Indahnya Tawakkal
INDAHNYA TAWAKKAL
Oleh
Ustadz Ahmas Faiz Asifuddin
Tawakal itu indah. Dengan bertawakkal, beban hidup seberat apapun akan terasa lebih ringan. Orang yang bertawakal, hidupnya akan terasa tanpa beban yang berlebihan. Sebab, ia dapat merasakan beban serta kerepotan-kerepotan hidupnya sebagai sesuatu yang dapat dinikmati.
Namun, mungkinkah seseorang bisa bertawakkal apabila ia tidak mengimani bahwa beban dan kerepotan-kerepotan hidupnya adalah takdir dari Allâh Azza wa Jalla ?
Inilah persoalannya. Tawakkal lebih mudah untuk diucapkan dengan lidah daripada dipraktikkan. Sebagaimana keimanan kepada takdir, juga lebih mudah dinalar dan dimengerti dengan akal daripada dipraktikan di lapangan pada saat mendapat ujian.

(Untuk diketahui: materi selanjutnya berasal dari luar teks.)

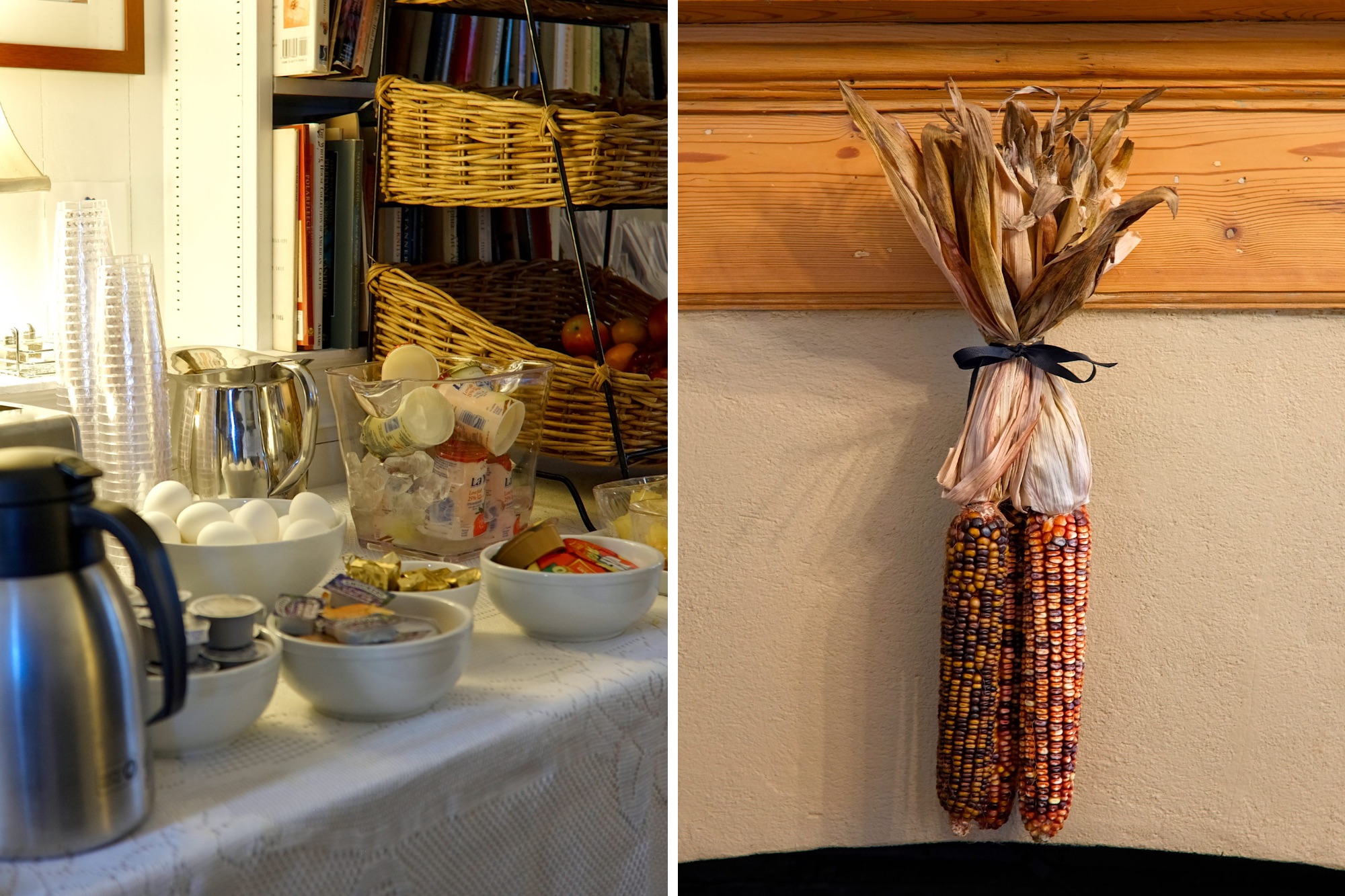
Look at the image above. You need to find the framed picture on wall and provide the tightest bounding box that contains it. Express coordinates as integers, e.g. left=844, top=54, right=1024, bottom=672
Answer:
left=0, top=0, right=145, bottom=74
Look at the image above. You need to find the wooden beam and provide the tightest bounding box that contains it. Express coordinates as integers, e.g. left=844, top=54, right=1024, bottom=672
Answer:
left=678, top=112, right=1345, bottom=298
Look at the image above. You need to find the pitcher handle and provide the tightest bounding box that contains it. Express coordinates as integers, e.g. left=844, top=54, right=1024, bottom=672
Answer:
left=270, top=358, right=317, bottom=498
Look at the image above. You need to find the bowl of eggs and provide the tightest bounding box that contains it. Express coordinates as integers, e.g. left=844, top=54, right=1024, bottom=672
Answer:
left=140, top=482, right=346, bottom=611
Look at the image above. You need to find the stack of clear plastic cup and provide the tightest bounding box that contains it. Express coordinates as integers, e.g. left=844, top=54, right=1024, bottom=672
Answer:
left=85, top=255, right=171, bottom=576
left=52, top=199, right=112, bottom=445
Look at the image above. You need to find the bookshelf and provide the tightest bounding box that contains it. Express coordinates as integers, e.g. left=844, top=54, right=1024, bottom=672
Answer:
left=164, top=0, right=667, bottom=470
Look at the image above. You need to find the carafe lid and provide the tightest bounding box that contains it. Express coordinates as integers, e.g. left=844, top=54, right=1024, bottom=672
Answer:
left=0, top=448, right=102, bottom=507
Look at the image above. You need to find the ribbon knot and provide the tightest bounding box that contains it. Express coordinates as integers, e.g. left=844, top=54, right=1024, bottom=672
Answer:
left=952, top=341, right=1116, bottom=407
left=537, top=102, right=561, bottom=140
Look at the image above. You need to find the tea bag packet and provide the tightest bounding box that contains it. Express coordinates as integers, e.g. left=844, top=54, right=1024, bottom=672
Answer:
left=565, top=538, right=638, bottom=572
left=397, top=568, right=482, bottom=591
left=323, top=576, right=393, bottom=607
left=342, top=552, right=402, bottom=591
left=323, top=614, right=398, bottom=645
left=272, top=595, right=324, bottom=638
left=394, top=616, right=438, bottom=641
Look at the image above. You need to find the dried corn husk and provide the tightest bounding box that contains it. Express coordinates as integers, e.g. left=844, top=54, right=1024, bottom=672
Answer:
left=841, top=81, right=1177, bottom=514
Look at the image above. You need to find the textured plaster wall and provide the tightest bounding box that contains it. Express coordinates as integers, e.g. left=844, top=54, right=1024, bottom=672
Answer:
left=678, top=312, right=1345, bottom=868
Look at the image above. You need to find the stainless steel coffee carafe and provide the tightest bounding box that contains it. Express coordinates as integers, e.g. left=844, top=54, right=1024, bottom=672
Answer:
left=168, top=347, right=317, bottom=498
left=0, top=448, right=187, bottom=858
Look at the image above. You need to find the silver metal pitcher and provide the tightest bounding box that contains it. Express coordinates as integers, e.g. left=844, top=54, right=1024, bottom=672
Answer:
left=168, top=345, right=317, bottom=498
left=0, top=448, right=187, bottom=860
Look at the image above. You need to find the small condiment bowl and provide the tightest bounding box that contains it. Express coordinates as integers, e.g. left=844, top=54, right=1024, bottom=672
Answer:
left=268, top=592, right=472, bottom=721
left=482, top=534, right=663, bottom=641
left=164, top=498, right=346, bottom=612
left=398, top=560, right=482, bottom=611
left=145, top=630, right=281, bottom=756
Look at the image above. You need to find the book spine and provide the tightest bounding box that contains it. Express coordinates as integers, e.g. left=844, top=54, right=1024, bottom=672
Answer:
left=421, top=12, right=448, bottom=81
left=354, top=0, right=383, bottom=75
left=551, top=24, right=574, bottom=90
left=406, top=9, right=434, bottom=81
left=453, top=16, right=482, bottom=85
left=323, top=141, right=336, bottom=348
left=291, top=125, right=315, bottom=350
left=387, top=7, right=416, bottom=74
left=270, top=128, right=299, bottom=351
left=444, top=208, right=463, bottom=265
left=332, top=140, right=360, bottom=348
left=272, top=0, right=331, bottom=75
left=308, top=124, right=328, bottom=348
left=433, top=13, right=463, bottom=83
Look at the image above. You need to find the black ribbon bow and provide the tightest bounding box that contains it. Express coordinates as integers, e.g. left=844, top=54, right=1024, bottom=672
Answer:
left=952, top=341, right=1116, bottom=407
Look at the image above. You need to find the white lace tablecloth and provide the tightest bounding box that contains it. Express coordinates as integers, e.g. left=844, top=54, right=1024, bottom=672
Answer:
left=0, top=483, right=667, bottom=896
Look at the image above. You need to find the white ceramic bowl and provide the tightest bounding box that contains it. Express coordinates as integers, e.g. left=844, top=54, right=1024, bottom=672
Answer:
left=482, top=534, right=663, bottom=641
left=164, top=498, right=346, bottom=612
left=145, top=630, right=281, bottom=756
left=269, top=592, right=472, bottom=721
left=402, top=560, right=482, bottom=610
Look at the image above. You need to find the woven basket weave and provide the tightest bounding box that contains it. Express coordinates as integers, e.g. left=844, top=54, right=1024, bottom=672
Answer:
left=377, top=75, right=668, bottom=208
left=369, top=261, right=668, bottom=466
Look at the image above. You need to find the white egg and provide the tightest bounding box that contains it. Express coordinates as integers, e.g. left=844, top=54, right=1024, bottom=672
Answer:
left=230, top=498, right=280, bottom=542
left=378, top=343, right=438, bottom=379
left=289, top=491, right=336, bottom=529
left=196, top=520, right=257, bottom=546
left=178, top=501, right=231, bottom=545
left=281, top=520, right=330, bottom=541
left=140, top=510, right=182, bottom=545
left=145, top=479, right=195, bottom=520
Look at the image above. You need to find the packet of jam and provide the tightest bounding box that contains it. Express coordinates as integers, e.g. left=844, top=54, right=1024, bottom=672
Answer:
left=342, top=552, right=402, bottom=591
left=323, top=576, right=395, bottom=607
left=272, top=595, right=323, bottom=638
left=323, top=614, right=401, bottom=646
left=321, top=604, right=393, bottom=620
left=529, top=551, right=607, bottom=573
left=397, top=616, right=438, bottom=641
left=397, top=568, right=482, bottom=591
left=565, top=538, right=639, bottom=572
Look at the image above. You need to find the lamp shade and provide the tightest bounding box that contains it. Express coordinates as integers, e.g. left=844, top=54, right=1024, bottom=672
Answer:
left=0, top=100, right=51, bottom=192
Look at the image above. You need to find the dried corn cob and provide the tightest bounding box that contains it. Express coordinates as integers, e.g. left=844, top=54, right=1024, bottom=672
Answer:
left=937, top=502, right=1009, bottom=836
left=1018, top=507, right=1089, bottom=841
left=976, top=501, right=1028, bottom=830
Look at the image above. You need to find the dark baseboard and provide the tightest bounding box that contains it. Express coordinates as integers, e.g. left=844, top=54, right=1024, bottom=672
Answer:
left=678, top=842, right=1345, bottom=896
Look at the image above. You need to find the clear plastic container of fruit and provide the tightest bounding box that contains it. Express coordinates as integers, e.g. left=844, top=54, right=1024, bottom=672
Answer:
left=593, top=477, right=668, bottom=557
left=327, top=356, right=551, bottom=560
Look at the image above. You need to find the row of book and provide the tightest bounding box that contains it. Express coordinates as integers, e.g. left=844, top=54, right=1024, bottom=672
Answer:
left=374, top=206, right=565, bottom=265
left=272, top=114, right=377, bottom=351
left=387, top=8, right=662, bottom=98
left=272, top=0, right=383, bottom=78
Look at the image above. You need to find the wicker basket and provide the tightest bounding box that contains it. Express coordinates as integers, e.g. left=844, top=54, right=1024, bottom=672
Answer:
left=369, top=261, right=668, bottom=466
left=378, top=75, right=668, bottom=208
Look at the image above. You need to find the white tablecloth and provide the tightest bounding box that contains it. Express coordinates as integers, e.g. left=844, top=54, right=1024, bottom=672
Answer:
left=0, top=483, right=667, bottom=896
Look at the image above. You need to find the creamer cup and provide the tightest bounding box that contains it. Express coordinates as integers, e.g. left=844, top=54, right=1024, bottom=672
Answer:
left=434, top=379, right=527, bottom=455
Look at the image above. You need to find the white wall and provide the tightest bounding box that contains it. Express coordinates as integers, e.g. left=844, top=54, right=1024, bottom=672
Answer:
left=0, top=0, right=164, bottom=339
left=678, top=311, right=1345, bottom=868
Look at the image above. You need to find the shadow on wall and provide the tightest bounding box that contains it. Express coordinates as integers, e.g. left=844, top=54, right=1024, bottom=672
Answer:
left=678, top=844, right=1345, bottom=896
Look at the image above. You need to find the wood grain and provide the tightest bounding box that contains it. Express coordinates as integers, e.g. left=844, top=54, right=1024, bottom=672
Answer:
left=678, top=112, right=1345, bottom=300
left=0, top=0, right=145, bottom=74
left=678, top=22, right=1345, bottom=110
left=678, top=0, right=1345, bottom=24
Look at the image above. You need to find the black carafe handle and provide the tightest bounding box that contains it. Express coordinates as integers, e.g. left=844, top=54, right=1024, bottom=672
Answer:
left=70, top=501, right=187, bottom=724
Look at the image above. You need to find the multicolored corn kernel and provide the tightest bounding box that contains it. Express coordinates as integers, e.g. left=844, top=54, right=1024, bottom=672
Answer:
left=936, top=502, right=1009, bottom=834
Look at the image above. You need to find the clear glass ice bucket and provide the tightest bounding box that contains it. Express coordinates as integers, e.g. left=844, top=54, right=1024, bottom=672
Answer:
left=327, top=356, right=553, bottom=560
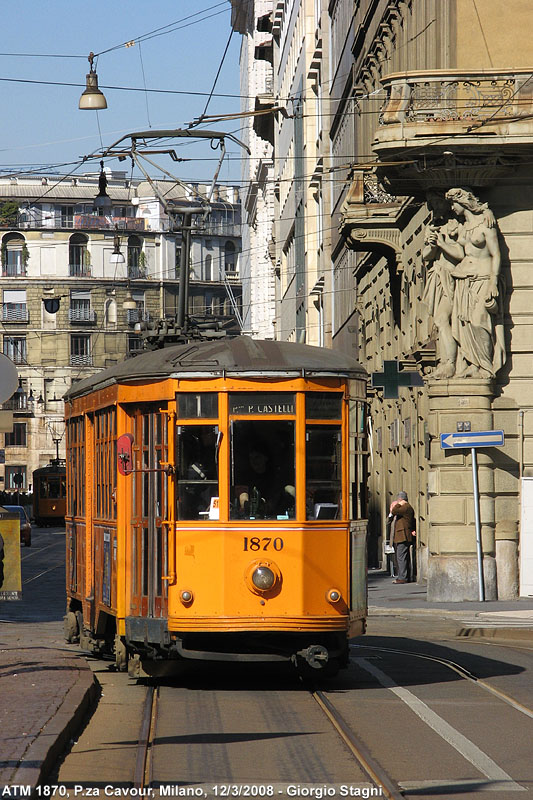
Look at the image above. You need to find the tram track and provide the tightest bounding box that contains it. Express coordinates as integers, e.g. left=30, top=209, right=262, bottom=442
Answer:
left=350, top=645, right=533, bottom=719
left=311, top=689, right=403, bottom=800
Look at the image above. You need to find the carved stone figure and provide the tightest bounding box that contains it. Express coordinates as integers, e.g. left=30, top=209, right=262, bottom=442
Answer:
left=422, top=189, right=459, bottom=378
left=424, top=188, right=505, bottom=378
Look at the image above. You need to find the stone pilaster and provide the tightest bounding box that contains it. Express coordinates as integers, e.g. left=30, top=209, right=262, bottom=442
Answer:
left=427, top=378, right=497, bottom=602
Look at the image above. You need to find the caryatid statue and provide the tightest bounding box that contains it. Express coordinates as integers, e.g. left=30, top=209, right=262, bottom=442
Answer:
left=422, top=188, right=505, bottom=378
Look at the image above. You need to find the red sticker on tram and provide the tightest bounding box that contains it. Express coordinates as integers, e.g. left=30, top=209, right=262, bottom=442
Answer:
left=117, top=433, right=133, bottom=475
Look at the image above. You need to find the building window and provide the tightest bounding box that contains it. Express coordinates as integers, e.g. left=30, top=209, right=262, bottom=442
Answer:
left=128, top=333, right=143, bottom=354
left=5, top=422, right=26, bottom=447
left=204, top=254, right=213, bottom=281
left=128, top=236, right=146, bottom=278
left=4, top=336, right=27, bottom=364
left=126, top=291, right=149, bottom=325
left=70, top=334, right=92, bottom=367
left=2, top=289, right=29, bottom=322
left=68, top=291, right=95, bottom=323
left=68, top=233, right=91, bottom=277
left=2, top=233, right=28, bottom=278
left=59, top=206, right=74, bottom=228
left=224, top=241, right=237, bottom=274
left=5, top=466, right=27, bottom=492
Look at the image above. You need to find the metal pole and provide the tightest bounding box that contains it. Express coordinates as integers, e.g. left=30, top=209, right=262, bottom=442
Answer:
left=470, top=447, right=485, bottom=602
left=177, top=214, right=192, bottom=328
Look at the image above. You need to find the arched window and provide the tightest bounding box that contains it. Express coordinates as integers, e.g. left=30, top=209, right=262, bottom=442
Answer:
left=68, top=233, right=91, bottom=277
left=2, top=233, right=28, bottom=278
left=128, top=236, right=144, bottom=278
left=224, top=241, right=237, bottom=274
left=204, top=255, right=213, bottom=281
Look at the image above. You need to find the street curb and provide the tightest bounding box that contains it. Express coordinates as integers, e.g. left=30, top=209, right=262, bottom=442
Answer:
left=456, top=625, right=533, bottom=642
left=368, top=606, right=479, bottom=621
left=10, top=665, right=99, bottom=797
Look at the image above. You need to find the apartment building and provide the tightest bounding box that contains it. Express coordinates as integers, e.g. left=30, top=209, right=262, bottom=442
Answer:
left=0, top=171, right=241, bottom=491
left=234, top=0, right=533, bottom=601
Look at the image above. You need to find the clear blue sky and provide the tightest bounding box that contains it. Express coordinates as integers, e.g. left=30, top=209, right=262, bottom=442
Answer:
left=0, top=0, right=241, bottom=181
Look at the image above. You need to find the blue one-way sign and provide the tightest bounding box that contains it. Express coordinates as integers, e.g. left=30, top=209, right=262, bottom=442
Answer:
left=440, top=431, right=504, bottom=450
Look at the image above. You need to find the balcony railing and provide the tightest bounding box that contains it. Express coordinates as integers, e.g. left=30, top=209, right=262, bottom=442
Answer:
left=68, top=308, right=96, bottom=325
left=192, top=220, right=241, bottom=237
left=70, top=353, right=93, bottom=367
left=126, top=308, right=150, bottom=325
left=380, top=70, right=533, bottom=125
left=128, top=266, right=146, bottom=281
left=2, top=303, right=30, bottom=322
left=0, top=213, right=146, bottom=231
left=68, top=264, right=91, bottom=278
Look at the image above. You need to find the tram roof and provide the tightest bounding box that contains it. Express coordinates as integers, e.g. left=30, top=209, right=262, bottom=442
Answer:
left=64, top=336, right=366, bottom=400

Karena itu, perlu pembinaan tawakkal secara baik, benar dan terus menerus, sebagaimana perlu pembinaan keimanan kepada takdir secara baik, benar dan terus menerus pula sesuai dengan pemahaman dan pengamalan para Sahabat Nabi Radhiyallahu anhum. Pembinaan ini, bi Taufîqillâah, tentu akan lebih bagus dan lebih mengakar bila dilakukan semenjak seseorang masih berusia dini, terus berlanjut hingga seseorang menemui ajalnya.
Namun Seberapa Perlu Dan Pentingkah Tawakkal Itu?
Untuk menjawab persoalan ini, maka ada baiknya dikaji kembali hakikat tawakkal meskipun secara garis besar.
Para Ulama banyak menjelaskan arti tawakkal dengan istilah yang berbeda-beda, intinya tawakal adalah aktifitas hati. Hati yang sepenuhnya bersandar dan bergantung kepada Allâh Azza wa Jalla . Dan tawakal ini tidaklah berarti menghilangkan usaha[1]. Bahkan usaha merupakan bagian tak terpisahkan dari tawakal
Setelah memaparkan banyak pernyataan Ulama tentang makna tawakkal yang pada intinya berkisar pada sikap bergantungnya hati kepada Allâh secara total, maka Imam Ibnu al-Qayyim rahimahullah menyimpulkan bahwa pada hakikatnya tawakkal merupakan suatu keadaan (hati) yang berisi sejumlah unsur dimana hakikat tawakkal itu tidak akan ada kecuali bila semua unsur itu ada. Masing-masing unsur saling memberi isyarat pada adanya satu atau beberapa unsur lainnya.
Unsur paling pertama adalah memahami Allâh Azza wa Jalla dan sifat-sifat-Nya. Memahami bahwa Allâh Azza wa Jalla Maha Kuasa, Maha mencukupi dan Maha Qoyyûm (Maha Tegak dan Maha menegakkan yang selainNya). Juga memahami bahwa semua perkara pasti berujung pada ilmu Allâh. Semua peristiwa yang terjadi berasal dari kehendak dan kekuasaan Allâh Azza wa Jalla . Jika seseorang sudah memahami hal ini, berarti ia sudah menapakkan kakinya pada tangga pertama menuju kedudukan tawakkal[2].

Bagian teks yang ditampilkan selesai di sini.